Stage 2 (January 15, 2015): Provisions Related to Installation of Computer Programs

CASL prohibits a business from installing certain categories of computer programs on computers belonging to other people, unless the business has obtained express consent from the persons on whose computers the programs are being installed. Additionally, businesses seeking to install computer programs must comply with certain requirements regarding the unsubscribe mechanism. For instance, businesses must provide the recipients of computer programs with an email address to which the recipients may send a request to remove or disable the programs. The email address must be valid for one year after the programs are installed.

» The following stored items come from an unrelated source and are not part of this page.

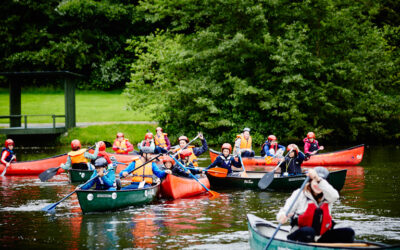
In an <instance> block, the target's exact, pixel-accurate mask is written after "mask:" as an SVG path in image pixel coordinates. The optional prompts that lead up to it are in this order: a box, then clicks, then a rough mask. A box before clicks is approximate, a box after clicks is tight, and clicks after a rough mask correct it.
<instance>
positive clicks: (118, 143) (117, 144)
mask: <svg viewBox="0 0 400 250" xmlns="http://www.w3.org/2000/svg"><path fill="white" fill-rule="evenodd" d="M112 149H113V150H114V151H115V153H117V154H125V155H127V154H128V153H129V152H131V151H133V145H132V144H131V143H130V142H129V140H128V139H126V138H125V136H124V134H123V133H121V132H118V133H117V138H116V139H115V141H114V144H113V147H112Z"/></svg>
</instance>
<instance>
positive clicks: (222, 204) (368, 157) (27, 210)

In cases where consent was obtained based on an inaccurate description of the applicable computer program, the business which installed it must assist in removing or disabling the program.

Stage 3 (July 1, 2017): Private Right of Action

CASL creates a private right of action that enables individuals to seek compensation from individuals and businesses that contravene the provisions. Individuals will be able to seek compensation for actual losses, damages and expenses incurred due to contraventions. It is expected that once these provisions are in force, class actions will soon follow.

Next Steps

As CASL’s three stages come into effect, businesses operating in Canada that are sending commercial electronic messages or installing computer programs should seek legal advice to ensure compliance. This summary is intended to highlight CASL’s key provisions, and in light of the nuances of CASL and its accompanying regulations, it is recommended that businesses obtain legal advice regarding compliance.